Date: 03/23/2003 at 15:24:36
From: John
Subject: Discrete Maths, specifically, relations

On a set of n elements, how many relations are there that are

- reflexive and antisymmetric?
- irreflexive and symmetric?

First, I'm having trouble understanding what relation is. When you say 
relation do you just mean a relationship between a and b? e.g. (a,b) 
belong to R and so do (e,f). Are (a,b) and (e,f) two relations or the 
same one (since they both belong to R)?

Date: 03/24/2003 at 04:48:21
From: Doctor Jacques
Subject: Re: Discrete Maths, specifically, relations

Hi John,

A relation on a set A is just a set of pairs of elements of A, i.e. 
expressions (x,y) where x and y are elements of A (possibly the same). 
Note that we consider ordered pairs - (x,y) is not the same as (y,x).

An important point is that you can define relations quite arbitrarily. 
For every possible pair (x,y), you can decide whether or not you 
include it in the relation - a relation has nothing to do with 
properties or "logical relationships." A relation is just a set.

In the case of a finite set A (say of n elements), there is a simple 
interpretation of a relation. We simply draw an n by n table, 
representing all the possible pairs (x,y), and we put a '*' in a cell 
when the corresponding pair belongs to the relation. For example, with 
the set A = {a,b,c}, we could have the following relation:

   | a | b | c |
 a |   | * |   |
 b |   |   |   |
 c | * |   | * |

In this case, the relation contains the pairs (a,b), (c,a), and (c,c).

In general, for every way you can put stars in the above table 
(including none at all), you get a relation on A.

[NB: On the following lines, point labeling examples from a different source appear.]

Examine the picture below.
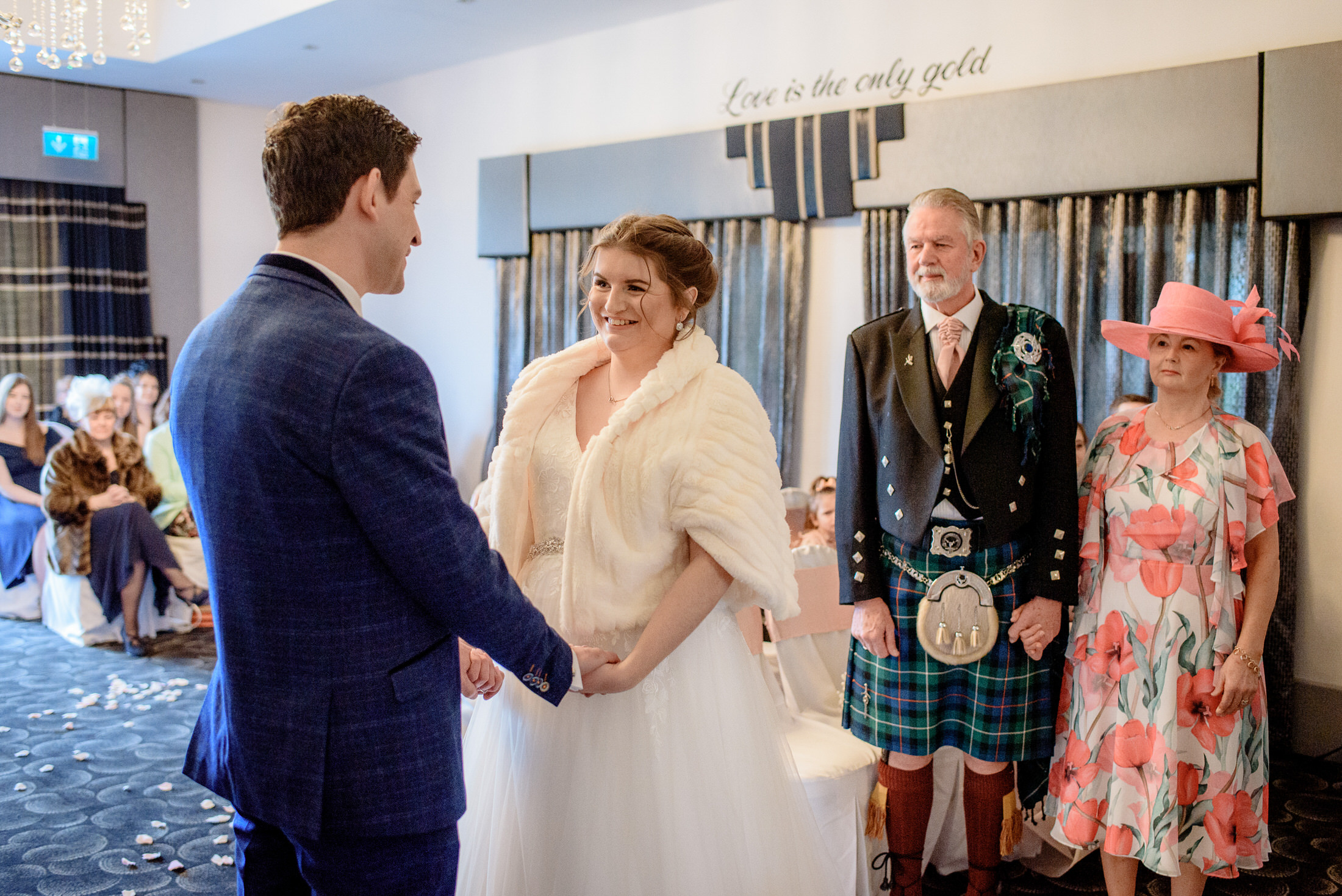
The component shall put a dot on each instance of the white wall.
(1318, 622)
(235, 223)
(673, 76)
(835, 310)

Before tackling your question, we will first examine a few simpler 

All relations

As a first exercise, let us count how many relations are possible on 
this set.

We have 3*3 = 9 squares to fill. For each square, we can decide either 
to include it (put a '*' in it), or not. This makes two possibilities 
for each square. When you combine the nine squares, you have a total 
of 2^9 = 512 possibilities - there are 512 possible relations on A. 
In general, for a set of n elements, there are n^2 squares in the 
table, and 2^(n^2) possible relations.

Reflexive relations

A relation is reflexive if it contains all the pairs (x,x) for every 
x in A. In the example above, this means that we must have '*' in all 
squares of the main diagonal - the smallest possible reflexive 
relation is:

   | a | b | c |
 a | * |   |   |
 b |   | * |   |
 c |   |   | * |

In a reflexive relation, the three squares of the diagonal are fixed. 
You are still free to include or not any of the 6 remaining squares - 
this gives a total of 2^6 = 64 possibilities. For a set of n 
elements, you would have:

  2^(n^2 - n) = 2^(n*(n-1))

possible reflexive relations.

Irreflexive relations

A relation is irreflexive if it contains none of the pairs (x,x). 
This means that you must have no '*' on the main diagonal, and you 
are still free to do whatever you want with the other squares. The 
number of irreflexive relations is therefore the same as the number 
of reflexive relations.

Note that "irreflexive" is not the same as "not reflexive." 
"Irreflexive" means you have no squares on the diagonal; "not 
reflexive" means you don't have all the squares on the diagonal. The 
very first example of this message is neither reflexive (since it does 
not contain (a,a)) nor irreflexive (since it contains (c,c)).

Symmetric relations

A relation is symmetric if, whenever it contains the pair (x,y), it 
also contains the pair (y,x). This means that the table must be 
symmetric with respect to the main diagonal. For example, the 
following is a symmetric relation:

   | a | b | c |
 a |   | * |   |
 b | * |   | * |
 c |   | * | * |

We note that the off-diagonal elements come in pairs: (a,b) and 
(b,a), (b,c) and (c,b). The diagonal elements are not taken into 

To build a symmetric relation, we can freely choose all the squares 
on and above the diagonal. There are n(n+1)/2 such squares, and two 
possibilities for each of them, so the number of symmetric relations 


Antisymmetric relations

A relation is antisymmetric if, whenever it contains both (x,y) and 
(y,x), x = y (x and y are the same element). This is equivalent to 
saying that, if x and y are distinct elements, you cannot have at the 
same time (x,y) and (y,x) in the relation.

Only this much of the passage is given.